The same goes for my dryer. There’s no effective quick-dry option, which means last-minute school clothes or emergency laundry loads turn into multi-cycle ordeals. When every minute counts in a busy household, these slow, underperforming appliances feel more like a burden than a convenience. Efficiency standards may sound good on paper, but they’re failing the real-world stress test of family life.
That’s why in May, the Senate passed a resolution to roll back restrictive energy-efficiency mandates on household appliances; rules that too often put ideology ahead of functionality. President Trump signed it, a win for families who just want their dishwashers to wash dishes and their dryers to dry clothes.
If we want to support moms, we can start by designing home tools that actually work. Real efficiency means making life smoother, not adding another chore to the to-do list.
Lower The Cost Of Each Additional Child
Every additional child comes with added expenses, but some of those costs aren’t just about diapers and daycare. They're baked into regulations that make larger families logistically difficult. When I had my first child, I carefully researched car seats. What I didn’t realize was how hard it would be to fit three across the back row of a standard car. By the time my third came along, I already had a minivan but many people have to upgrade just to comply with car seat laws. That’s not just a parenting choice, it’s a financial barrier.
Research backs this up: a widely cited National Bureau of Economic Research paper found that when a woman has two children requiring car seats, she is significantly less likely to have a third. Not because she doesn’t want one, but because it simply doesn’t fit, literally or financially.

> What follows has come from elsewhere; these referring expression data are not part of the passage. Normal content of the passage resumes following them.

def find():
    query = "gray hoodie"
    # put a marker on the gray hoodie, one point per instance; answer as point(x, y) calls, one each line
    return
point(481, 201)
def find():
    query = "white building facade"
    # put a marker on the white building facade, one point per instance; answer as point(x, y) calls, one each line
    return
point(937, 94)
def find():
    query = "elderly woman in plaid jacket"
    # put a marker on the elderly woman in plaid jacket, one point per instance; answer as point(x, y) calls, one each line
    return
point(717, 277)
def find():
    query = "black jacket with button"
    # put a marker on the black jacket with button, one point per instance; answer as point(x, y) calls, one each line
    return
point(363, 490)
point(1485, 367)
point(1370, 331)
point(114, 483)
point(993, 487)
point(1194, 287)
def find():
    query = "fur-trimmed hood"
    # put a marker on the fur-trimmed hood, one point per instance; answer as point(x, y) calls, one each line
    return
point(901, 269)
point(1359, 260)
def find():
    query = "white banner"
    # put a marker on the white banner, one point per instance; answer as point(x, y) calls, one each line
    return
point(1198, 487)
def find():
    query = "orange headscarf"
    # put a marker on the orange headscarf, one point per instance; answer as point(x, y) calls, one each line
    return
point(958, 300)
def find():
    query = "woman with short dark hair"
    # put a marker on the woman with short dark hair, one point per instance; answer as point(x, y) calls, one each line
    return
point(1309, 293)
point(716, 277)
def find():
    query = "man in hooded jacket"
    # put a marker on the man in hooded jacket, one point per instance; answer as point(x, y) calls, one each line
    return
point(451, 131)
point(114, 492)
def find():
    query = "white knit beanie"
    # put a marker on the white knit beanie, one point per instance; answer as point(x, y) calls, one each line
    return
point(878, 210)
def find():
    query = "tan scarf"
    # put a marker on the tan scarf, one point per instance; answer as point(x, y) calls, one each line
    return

If America is serious about reversing its record-low fertility rate, lawmakers must examine how well-intentioned safety regulations, like car seat mandates, may be discouraging the very thing our leaders claim to want: more babies.
A solution? Encourage car seat manufacturers to innovate slimmer, space-saving designs that meet safety standards without requiring a vehicle upgrade. Or, consider policy exceptions or flexible seating configurations that safely accommodate families with multiple children, especially in vehicles with top safety ratings.
Because safety matters, but so does affordability. Supporting larger families shouldn’t come down to who can afford a minivan.
Elon Musk, who led the Department of Government Efficiency and has fathered more than a dozen children, posted to X back in 2022 that, “Population collapse due to low birth rates is a much bigger risk to civilization than global warming.”
Vice President JD Vance said in January at the March for Life, “So let me say very simply: I want more babies in the United States of America. I want more happy children in our country, and I want beautiful young men and women who are eager to welcome them into the world and eager to raise them.”
If America’s leaders truly want more babies, they can’t stop at slogans and signing bonuses. They need to champion a cultural shift; one that doesn’t just tolerate motherhood, but reveres it. That means celebrating moms instead of sidelining them, making everyday life more navigable for families, and rethinking policies that quietly punish those who choose to grow their families. A nation that wants to thrive tomorrow must make it easier, and more desirable, to raise children today.